メルクは過去にも、2018年にエーザイとの間で抗がん剤の開発・販売について最大約6100億円の提携を結んでいる。その際、エーザイの株価は大きく上昇したのとは対照的だ。

第一三共の株価が伸び悩む理由の1つは、契約金の中身にある。今回の契約金総額約3.3兆円のうち、約2.5兆円は「販売マイルストン」が占める。つまり、7割超は「販売後」まで受領できない立て付けとなっているのだ。

メルクとの提携における第一三共の受領予定額の内訳

エーザイとの提携時は、すでに対象となる薬「レンビマ」が開発済みだった。

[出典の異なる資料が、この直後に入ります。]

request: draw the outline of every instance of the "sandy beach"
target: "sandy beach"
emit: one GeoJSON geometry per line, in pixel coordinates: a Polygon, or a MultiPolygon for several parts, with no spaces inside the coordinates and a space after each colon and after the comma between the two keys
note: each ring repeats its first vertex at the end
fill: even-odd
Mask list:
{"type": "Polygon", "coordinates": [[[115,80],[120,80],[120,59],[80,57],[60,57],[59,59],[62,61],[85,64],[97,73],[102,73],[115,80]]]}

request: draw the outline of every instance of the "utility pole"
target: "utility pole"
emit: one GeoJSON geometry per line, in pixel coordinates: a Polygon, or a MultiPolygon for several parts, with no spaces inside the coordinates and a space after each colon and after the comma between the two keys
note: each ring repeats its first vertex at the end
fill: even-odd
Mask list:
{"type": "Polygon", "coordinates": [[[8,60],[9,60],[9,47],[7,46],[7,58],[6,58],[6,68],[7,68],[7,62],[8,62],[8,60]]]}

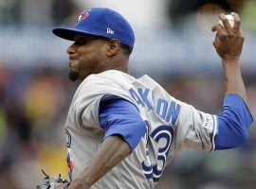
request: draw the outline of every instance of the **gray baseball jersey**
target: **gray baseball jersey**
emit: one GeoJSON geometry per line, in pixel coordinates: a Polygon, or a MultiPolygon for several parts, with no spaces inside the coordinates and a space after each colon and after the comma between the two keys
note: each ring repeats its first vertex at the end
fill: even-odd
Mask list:
{"type": "Polygon", "coordinates": [[[65,125],[70,179],[86,166],[102,142],[101,101],[116,97],[129,100],[137,108],[147,132],[132,154],[92,189],[154,188],[165,166],[181,148],[214,150],[216,115],[174,98],[148,76],[137,79],[109,70],[87,77],[74,94],[65,125]]]}

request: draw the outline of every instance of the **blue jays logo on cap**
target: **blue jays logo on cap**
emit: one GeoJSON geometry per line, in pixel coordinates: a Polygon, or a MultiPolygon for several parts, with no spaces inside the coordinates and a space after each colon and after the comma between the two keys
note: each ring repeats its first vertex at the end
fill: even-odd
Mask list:
{"type": "Polygon", "coordinates": [[[82,12],[82,14],[79,16],[77,23],[80,22],[82,19],[86,19],[86,18],[88,18],[88,16],[89,16],[89,11],[90,11],[90,10],[91,10],[91,9],[89,9],[88,11],[87,11],[87,10],[83,10],[83,11],[82,12]]]}
{"type": "Polygon", "coordinates": [[[135,43],[135,34],[127,20],[119,12],[107,8],[86,9],[80,14],[74,27],[59,27],[52,32],[58,37],[71,41],[74,41],[76,34],[80,34],[116,39],[131,48],[134,48],[135,43]]]}

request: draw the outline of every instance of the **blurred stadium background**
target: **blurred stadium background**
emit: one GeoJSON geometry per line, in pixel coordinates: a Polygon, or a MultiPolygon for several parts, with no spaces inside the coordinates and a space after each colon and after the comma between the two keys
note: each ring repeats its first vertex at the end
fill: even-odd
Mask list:
{"type": "MultiPolygon", "coordinates": [[[[0,0],[0,188],[34,188],[41,168],[67,177],[64,126],[79,83],[67,79],[69,42],[51,29],[72,26],[84,8],[108,7],[136,31],[130,65],[148,74],[172,95],[216,113],[223,72],[210,26],[219,12],[240,13],[246,42],[242,70],[256,115],[255,0],[0,0]]],[[[178,153],[157,189],[253,189],[255,123],[238,149],[178,153]]]]}

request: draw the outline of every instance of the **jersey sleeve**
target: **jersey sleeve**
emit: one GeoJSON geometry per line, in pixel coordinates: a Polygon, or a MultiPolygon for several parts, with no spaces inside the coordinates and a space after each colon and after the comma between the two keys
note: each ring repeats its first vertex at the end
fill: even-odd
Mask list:
{"type": "Polygon", "coordinates": [[[181,103],[176,123],[175,150],[192,147],[204,151],[241,146],[252,123],[252,116],[237,94],[227,94],[219,115],[209,114],[181,103]]]}
{"type": "Polygon", "coordinates": [[[123,98],[102,101],[99,117],[101,127],[105,130],[103,140],[112,135],[119,135],[130,146],[131,151],[134,151],[146,132],[146,124],[138,110],[123,98]]]}
{"type": "Polygon", "coordinates": [[[175,125],[174,148],[192,147],[204,151],[214,150],[218,132],[217,116],[179,103],[180,112],[175,125]]]}
{"type": "Polygon", "coordinates": [[[76,117],[76,125],[92,137],[103,135],[104,129],[100,126],[99,111],[102,101],[122,98],[131,103],[127,92],[106,77],[90,77],[83,81],[75,94],[71,111],[76,117]]]}

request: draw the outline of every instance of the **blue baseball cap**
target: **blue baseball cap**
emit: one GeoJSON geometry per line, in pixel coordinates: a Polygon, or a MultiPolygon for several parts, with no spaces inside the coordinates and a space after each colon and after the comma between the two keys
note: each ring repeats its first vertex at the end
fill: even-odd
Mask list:
{"type": "Polygon", "coordinates": [[[75,34],[88,34],[117,39],[134,48],[135,34],[130,24],[119,13],[107,8],[84,9],[75,27],[58,27],[52,32],[63,39],[74,41],[75,34]]]}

メルクは自社のキイトルーダを併用する方法や適応症の拡大などの面で共同開発を進めるために契約を結んだ。

一方、第一三共との契約の対象となった3製品は、いずれも開発段階にある。そのうち1つはまだ安全性を確かめる目的の治験を行う第1段階で、開発までにかなりの時間がかかるとみられる。

短期的な業績インパクトは小さい

薬の開発は治験の段階が進むごとに成功確率は増すものの、最終段階であっても100%成功する保証はない。メルクからすれば、契約金のウエイトを「販売後」に置くことで、失敗した場合のリスクを抑えているわけだ。

また、販売マイルストンは販売にこぎ着ければすべてを受け取れるというわけでもない。それぞれの製品の発売後、一定の売上高を達成するたびに一定額を受け取るという内容だ。

会社側は、マイルストンが受領できる売上高の条件などを開示していない。こうした不透明さが、株価の重しとなっている可能性が高い。

契約時一時金についても、現時点で計上が確定しているのは30億ドル(約4500億円)のみ。しかも業績に一度に反映されるのではなく、薬の開発が成功した際に想定される販売期間で割った額が、複数年度にわたり計上される。

今2024年3月期は、約100億円分の契約時一時金が計上されるという。3兆円超という契約金の総額と比べると、短期的な業績へのインパクトは小さく見えてしまう。